Na filosofia, o sentido das palavras é estudado pela hermenêutica, como uma teoria geral da compreensão. Entendo pouco do assunto, mas me arrisco a dizer que um pouquinho de hermenêutica nos ajudaria muito por esses dias. Muitos conflitos seriam evitados e muita gente deixaria de pagar alguns “micos” – como uma estudante de jornalismo que me disse, certa vez, que estava revoltada com o Beto São Pedro, então vereador, pois ele queria “tombar a Vila Belga” e que seria “um absurdo alguém querer derrubar algo tão bonito”.

A Vila Belga continua em pé, mas as pessoas cada vez mais dão às palavras o sentido que bem entendem. Por exemplo, Lênin jamais imaginou quando escreveu “Esquerdismo: Doença Infantil do Comunismo” que “esquerdista” viraria, nessa guerra de bugios das redes sociais, sinônimo de “pensamento de esquerda”. Para o líder russo, o “esquerdista” presta inúmeros desserviços à esquerda, por representar uma caricatura do pensamento marxista e revolucionário, oscilando entre a ingenuidade espontaneísta e a recusa ao estudo e à reflexão política.

O problema é que muita gente, a maioria talvez de forma bem intencionada, acaba por se comportar de uma maneira “esquerdista”, o que normalmente resulta em sectarismo e no consequente afastamento de outras pessoas também bem intencionadas. O “esquerdista”, portanto, tende ao fundamentalismo e este é a ruína de qualquer movimento.

Muitas causas possuem algum nível de rejeição, em parte, por causa do esquerdismo bobo e das manipulações e preconceitos que ele ajuda a fazer prosperar. O feminismo talvez seja um dos movimentos que mais sofre com isso, quando é situado como o outro do machismo e não como a afirmação da igualdade de direitos e do respeito às diferenças entre os gêneros.

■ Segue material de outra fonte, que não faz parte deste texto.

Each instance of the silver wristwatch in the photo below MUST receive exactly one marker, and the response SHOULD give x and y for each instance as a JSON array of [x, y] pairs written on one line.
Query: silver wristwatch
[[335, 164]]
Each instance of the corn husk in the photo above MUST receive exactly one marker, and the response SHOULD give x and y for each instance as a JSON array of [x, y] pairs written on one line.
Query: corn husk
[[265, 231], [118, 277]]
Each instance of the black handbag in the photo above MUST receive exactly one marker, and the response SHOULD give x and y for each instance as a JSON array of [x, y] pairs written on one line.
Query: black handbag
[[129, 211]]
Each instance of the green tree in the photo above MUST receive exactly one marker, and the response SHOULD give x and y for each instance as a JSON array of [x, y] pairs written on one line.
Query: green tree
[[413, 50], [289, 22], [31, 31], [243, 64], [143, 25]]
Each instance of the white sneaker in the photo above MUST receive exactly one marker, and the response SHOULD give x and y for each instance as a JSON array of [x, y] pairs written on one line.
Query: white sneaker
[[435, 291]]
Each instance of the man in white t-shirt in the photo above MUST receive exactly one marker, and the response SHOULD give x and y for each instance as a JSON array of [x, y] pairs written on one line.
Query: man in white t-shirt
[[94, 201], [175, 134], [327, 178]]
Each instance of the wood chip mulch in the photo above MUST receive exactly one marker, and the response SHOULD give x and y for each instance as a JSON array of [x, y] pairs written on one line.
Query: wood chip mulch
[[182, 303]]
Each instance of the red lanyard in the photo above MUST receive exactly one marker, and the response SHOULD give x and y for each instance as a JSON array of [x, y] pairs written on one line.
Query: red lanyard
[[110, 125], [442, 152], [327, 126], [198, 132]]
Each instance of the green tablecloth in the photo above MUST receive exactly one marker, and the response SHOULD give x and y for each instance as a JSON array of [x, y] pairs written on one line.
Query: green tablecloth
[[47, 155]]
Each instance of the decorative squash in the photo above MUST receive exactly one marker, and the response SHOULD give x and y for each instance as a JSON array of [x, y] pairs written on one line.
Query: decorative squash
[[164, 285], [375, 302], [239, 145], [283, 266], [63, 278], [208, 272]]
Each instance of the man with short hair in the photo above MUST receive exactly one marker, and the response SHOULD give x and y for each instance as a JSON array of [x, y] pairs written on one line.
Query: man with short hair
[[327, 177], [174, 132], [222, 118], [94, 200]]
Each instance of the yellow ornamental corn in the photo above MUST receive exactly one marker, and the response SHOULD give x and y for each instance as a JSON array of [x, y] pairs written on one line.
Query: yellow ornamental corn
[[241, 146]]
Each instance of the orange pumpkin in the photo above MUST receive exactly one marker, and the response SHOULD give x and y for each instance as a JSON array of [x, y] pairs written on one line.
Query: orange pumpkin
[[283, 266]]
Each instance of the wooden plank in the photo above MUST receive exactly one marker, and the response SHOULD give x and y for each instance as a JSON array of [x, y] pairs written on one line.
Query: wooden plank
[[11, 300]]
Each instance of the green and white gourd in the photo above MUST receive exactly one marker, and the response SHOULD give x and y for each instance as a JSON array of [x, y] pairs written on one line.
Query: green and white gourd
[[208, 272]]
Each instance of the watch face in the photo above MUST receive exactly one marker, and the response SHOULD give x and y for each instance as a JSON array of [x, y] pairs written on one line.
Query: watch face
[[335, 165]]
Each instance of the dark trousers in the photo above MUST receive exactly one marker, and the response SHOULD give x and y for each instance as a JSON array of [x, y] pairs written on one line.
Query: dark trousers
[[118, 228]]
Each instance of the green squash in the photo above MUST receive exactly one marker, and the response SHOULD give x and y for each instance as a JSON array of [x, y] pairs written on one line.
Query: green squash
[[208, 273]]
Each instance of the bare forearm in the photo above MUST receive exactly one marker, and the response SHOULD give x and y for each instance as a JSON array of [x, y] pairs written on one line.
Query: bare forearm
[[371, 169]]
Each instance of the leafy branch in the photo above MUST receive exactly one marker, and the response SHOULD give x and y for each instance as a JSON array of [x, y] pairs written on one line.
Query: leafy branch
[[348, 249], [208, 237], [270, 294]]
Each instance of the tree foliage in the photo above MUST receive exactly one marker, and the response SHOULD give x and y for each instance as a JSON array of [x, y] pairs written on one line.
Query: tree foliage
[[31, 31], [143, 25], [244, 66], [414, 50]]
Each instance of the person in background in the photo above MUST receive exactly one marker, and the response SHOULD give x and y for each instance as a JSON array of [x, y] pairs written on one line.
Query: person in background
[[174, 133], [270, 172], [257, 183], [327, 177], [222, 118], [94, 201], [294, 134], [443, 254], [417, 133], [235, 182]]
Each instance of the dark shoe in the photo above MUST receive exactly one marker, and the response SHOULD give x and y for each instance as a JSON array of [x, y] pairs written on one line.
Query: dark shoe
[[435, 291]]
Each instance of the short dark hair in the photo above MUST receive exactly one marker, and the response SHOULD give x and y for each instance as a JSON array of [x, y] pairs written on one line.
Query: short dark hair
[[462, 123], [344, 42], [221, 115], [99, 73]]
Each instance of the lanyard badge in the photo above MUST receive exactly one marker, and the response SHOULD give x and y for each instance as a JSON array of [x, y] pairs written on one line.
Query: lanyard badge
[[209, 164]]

Porém, a responsabilidade por quebrar os preconceitos não está, fundamentalmente, naqueles que se aproveitam deles, especialmente a grande mídia e os movimentos e partidos de direita. A maior parcela dela está em quem defende uma ideia, endurecendo sem perder a ternura jamais. Ou seja, tendo coerência e firmeza, mas buscando o convencimento pelos argumentos e a interlocução com todas as pessoas que possuam algum nível de abertura a eles. Essa é a essência de um pensamento democrático de esquerda.

O 8 de março expôs muito do que existe de mais generoso e de mais desprezível em homens e mulheres. Por isso e por sua importância, os motivos e os símbolos que fazem do Dia Internacional da Mulher uma data tão importante precisam ser defendidos e afirmados, sem ceder a exploração comercial crescente, mas também sem hostilizar os gestos de carinho que motiva.

Não há contradição entre direitos e flores ou entre lutas e amores quando todos convergem para a elevação da humanidade. É o que modestamente penso e essa é uma das causas da minha vida.